Y vinieron los fogonazos del recuerdo a dar claridad al cerebro: un buen día en la vieja y solitaria casa, alguien descubrió el cadáver por el olor; hasta en el periódico salió.

Entonces, ¿quién demonios es éste que tengo frente a mí? ¿No será una de aquellas coincidencias estilo Ripley? Pero no hay datos falsos, todo coincide, todo lo que estamos hablando así fue.

El maestro me despertó.

– ¿Y por qué ya no hablas, Godínez? Me veía inquisidor.

Es… es… te, maestro… Y le recordé: yo no soy Godínez y balbuceando, tímido y tembloroso, riposté:

– Dirá usted Malacara, maestro Ruperto Malacara, ese soy yo.

– Je, je. je… Ruperto, que nombrecito me inventaste, siempre fuiste muy bromista, Godínez… Pancracio Godínez, ¿o no?

Me empezaba a sentir incómodo. Y no había otra. Para no volverme loco, resolví seguirle la corriente.

– Y  a que ya no se acuerda usted de la señora que vendía enchiladas a la salida.

Pretendía ahora caminar sobre seguro, hablar de cosas comunes y corrientes. Cosas que todos sabíamos. Y si algo era popular era esa vendedora de picantes sabrosuras salpicadas de queso en polvo.
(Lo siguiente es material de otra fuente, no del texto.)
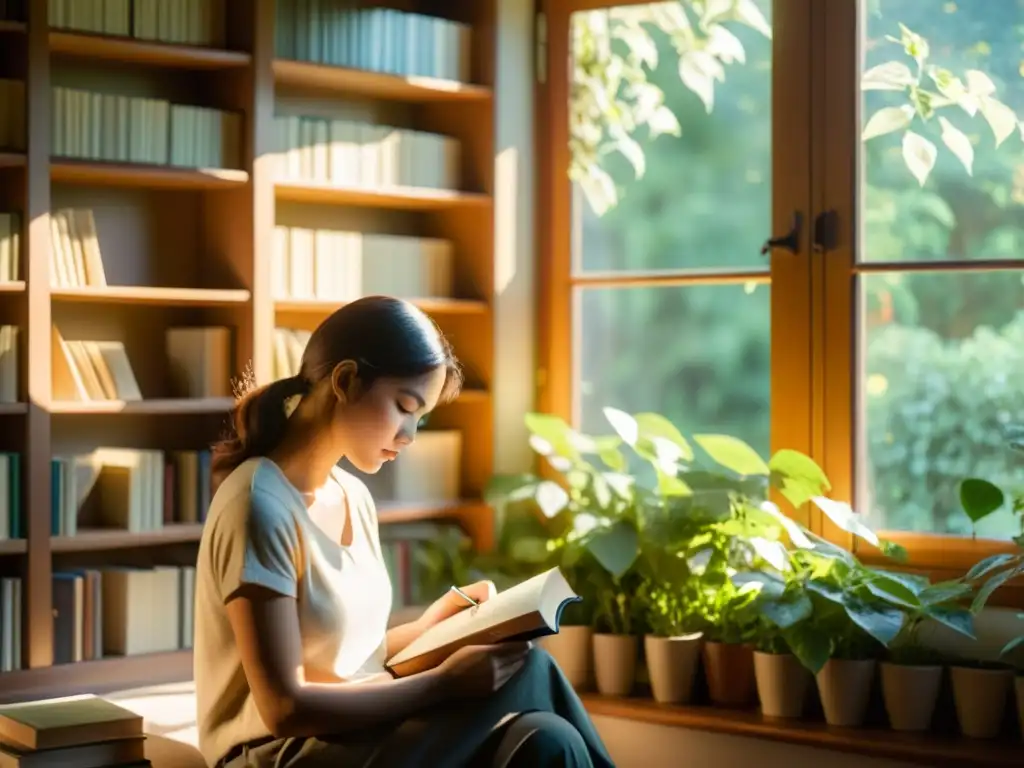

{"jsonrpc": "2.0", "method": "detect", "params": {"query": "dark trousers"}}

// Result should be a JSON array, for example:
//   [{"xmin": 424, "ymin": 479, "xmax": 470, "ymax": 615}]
[{"xmin": 223, "ymin": 647, "xmax": 615, "ymax": 768}]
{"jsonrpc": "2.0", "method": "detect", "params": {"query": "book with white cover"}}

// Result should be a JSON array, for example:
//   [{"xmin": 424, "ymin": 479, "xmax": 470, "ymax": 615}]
[{"xmin": 385, "ymin": 567, "xmax": 581, "ymax": 678}]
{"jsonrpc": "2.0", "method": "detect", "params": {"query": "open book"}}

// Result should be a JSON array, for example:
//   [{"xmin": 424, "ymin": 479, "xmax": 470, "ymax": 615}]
[{"xmin": 385, "ymin": 567, "xmax": 581, "ymax": 678}]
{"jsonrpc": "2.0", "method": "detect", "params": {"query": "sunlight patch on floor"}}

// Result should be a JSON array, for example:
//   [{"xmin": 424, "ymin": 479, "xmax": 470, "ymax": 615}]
[{"xmin": 107, "ymin": 680, "xmax": 199, "ymax": 746}]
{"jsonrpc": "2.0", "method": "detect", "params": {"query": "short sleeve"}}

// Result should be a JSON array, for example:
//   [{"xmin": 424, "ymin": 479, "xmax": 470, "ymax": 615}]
[{"xmin": 210, "ymin": 487, "xmax": 301, "ymax": 602}]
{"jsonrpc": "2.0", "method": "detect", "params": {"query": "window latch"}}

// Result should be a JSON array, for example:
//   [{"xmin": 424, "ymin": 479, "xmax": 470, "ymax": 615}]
[
  {"xmin": 760, "ymin": 212, "xmax": 802, "ymax": 256},
  {"xmin": 814, "ymin": 209, "xmax": 839, "ymax": 253}
]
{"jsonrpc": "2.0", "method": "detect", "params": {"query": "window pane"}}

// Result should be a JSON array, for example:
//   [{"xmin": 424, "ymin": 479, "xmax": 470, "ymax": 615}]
[
  {"xmin": 857, "ymin": 0, "xmax": 1024, "ymax": 538},
  {"xmin": 576, "ymin": 284, "xmax": 771, "ymax": 456},
  {"xmin": 860, "ymin": 271, "xmax": 1024, "ymax": 538},
  {"xmin": 569, "ymin": 1, "xmax": 772, "ymax": 273},
  {"xmin": 861, "ymin": 1, "xmax": 1024, "ymax": 263}
]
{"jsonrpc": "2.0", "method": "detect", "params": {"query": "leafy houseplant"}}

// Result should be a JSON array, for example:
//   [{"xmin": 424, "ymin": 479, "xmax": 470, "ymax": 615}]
[{"xmin": 640, "ymin": 581, "xmax": 704, "ymax": 705}]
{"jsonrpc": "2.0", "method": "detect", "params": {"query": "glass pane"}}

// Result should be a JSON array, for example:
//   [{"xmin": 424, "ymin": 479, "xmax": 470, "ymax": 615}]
[
  {"xmin": 861, "ymin": 1, "xmax": 1024, "ymax": 263},
  {"xmin": 576, "ymin": 284, "xmax": 771, "ymax": 456},
  {"xmin": 860, "ymin": 271, "xmax": 1024, "ymax": 538},
  {"xmin": 569, "ymin": 1, "xmax": 773, "ymax": 272}
]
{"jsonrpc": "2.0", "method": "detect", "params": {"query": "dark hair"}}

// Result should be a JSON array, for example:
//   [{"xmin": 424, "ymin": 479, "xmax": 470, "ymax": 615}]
[{"xmin": 211, "ymin": 296, "xmax": 462, "ymax": 487}]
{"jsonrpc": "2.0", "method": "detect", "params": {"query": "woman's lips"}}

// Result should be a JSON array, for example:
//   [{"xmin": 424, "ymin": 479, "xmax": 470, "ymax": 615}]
[{"xmin": 381, "ymin": 449, "xmax": 398, "ymax": 461}]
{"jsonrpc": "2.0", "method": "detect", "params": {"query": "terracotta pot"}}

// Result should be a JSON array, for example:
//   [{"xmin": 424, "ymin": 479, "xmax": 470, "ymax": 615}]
[
  {"xmin": 881, "ymin": 662, "xmax": 942, "ymax": 732},
  {"xmin": 539, "ymin": 626, "xmax": 593, "ymax": 691},
  {"xmin": 816, "ymin": 658, "xmax": 876, "ymax": 727},
  {"xmin": 1015, "ymin": 676, "xmax": 1024, "ymax": 740},
  {"xmin": 644, "ymin": 633, "xmax": 703, "ymax": 705},
  {"xmin": 951, "ymin": 665, "xmax": 1013, "ymax": 739},
  {"xmin": 754, "ymin": 652, "xmax": 811, "ymax": 719},
  {"xmin": 702, "ymin": 642, "xmax": 756, "ymax": 708},
  {"xmin": 592, "ymin": 633, "xmax": 639, "ymax": 697}
]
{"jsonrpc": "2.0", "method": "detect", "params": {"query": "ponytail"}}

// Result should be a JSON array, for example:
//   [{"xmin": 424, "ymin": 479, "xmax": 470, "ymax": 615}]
[{"xmin": 211, "ymin": 373, "xmax": 311, "ymax": 490}]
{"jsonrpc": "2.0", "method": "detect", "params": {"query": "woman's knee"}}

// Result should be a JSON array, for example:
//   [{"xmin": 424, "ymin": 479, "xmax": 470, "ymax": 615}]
[{"xmin": 494, "ymin": 712, "xmax": 591, "ymax": 768}]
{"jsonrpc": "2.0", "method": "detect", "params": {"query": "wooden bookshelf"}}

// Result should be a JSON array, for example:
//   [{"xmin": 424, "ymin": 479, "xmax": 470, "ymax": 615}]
[{"xmin": 0, "ymin": 0, "xmax": 498, "ymax": 698}]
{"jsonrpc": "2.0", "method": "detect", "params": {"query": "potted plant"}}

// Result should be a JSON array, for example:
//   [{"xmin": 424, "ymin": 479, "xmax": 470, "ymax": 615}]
[
  {"xmin": 951, "ymin": 477, "xmax": 1023, "ymax": 739},
  {"xmin": 997, "ymin": 616, "xmax": 1024, "ymax": 740},
  {"xmin": 872, "ymin": 576, "xmax": 975, "ymax": 732},
  {"xmin": 639, "ymin": 576, "xmax": 704, "ymax": 704}
]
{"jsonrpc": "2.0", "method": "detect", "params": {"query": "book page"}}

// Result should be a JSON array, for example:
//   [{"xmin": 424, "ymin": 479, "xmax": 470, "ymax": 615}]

Entonces aumentó mi dosis de miedo me vino una especie de irrealidad. La impresión de estar hablando con un ser de ultratumba, con un muerto que revive. Quedé mudo. Vi el vecino Cosmovitral y sus vidrios de colores cabrilleando se me venían encima, las gentes pasaban yo sentí que más, más rápido igual que mi corazón. Y el maestro seguía perorando:

– Cabrones . Me decían Lo-pitos ¿Te acuerdas? ¿Qué pasa… Te aburro?

Mi mente dio vueltas, ¿Qué chingaos pasa? Me daba terror el maestro.

Quise huir, desaparecer, hacerme humo: Todo esto parece un cuento de ciencia ficción. El maestro seguía:

– ¿Y te acuerdas cuando se iban tú y tus cuates a ver al tren pues nos quedaba la estación a dos cuadras?

– No maestro, nos quedaba más lejos… de la Lázaro a la estación…

– ¿De  la Lázaro? ¡Dirás de la Miguel Alemán!

Y de esa ebra jalé:

– ¿Usted  es el maestro Aurelio López?

– No. El era mi mellizo. Yo me llamo Andrés. Su “cuate” decían entonces.

Y recordé: En efecto. Decían que el maestro tenía a su cuate en la Alemán, pero en ese tiempo, cuate también era amigo, “brother”… ¡Ah!

– ¿Tú eres “el perro”, no? Me dijo.

No maestro “el gato” y fui a la Lázaro Cárdenas, con su hermano.

– Ah. Por ahí hubieras empezado… el murió hace cuatro años.

– Así es maestro. Y él me confió:

– Se hubiera casado como yo y aquí estuviera.

La belleza del Cosmovitral  en su lugar, reapareció. Las gentes pasaban –según yo– felices y a paso lento.

– Bueno… Te iba a decir más cosas, pero creo que ya te espanté, perdón “perro” digo “gato”. Me dio mucho gusto en conocerte.

Y medio encabronado se fue el maestro, hermano de mi maestro.

Quedé clavado dos minutos. Ah y más ah…ah…ahhh…

Me despegué del suelo, caminé y me metí a La Flor de Mayo, una de las pocas cantinas que quedan, para echarme un anís con amargo, para que se fuera el pinche susto, el momentáneo terror, pero nunca se me irán las tortas de nata y los recuerdos chingones… que conste.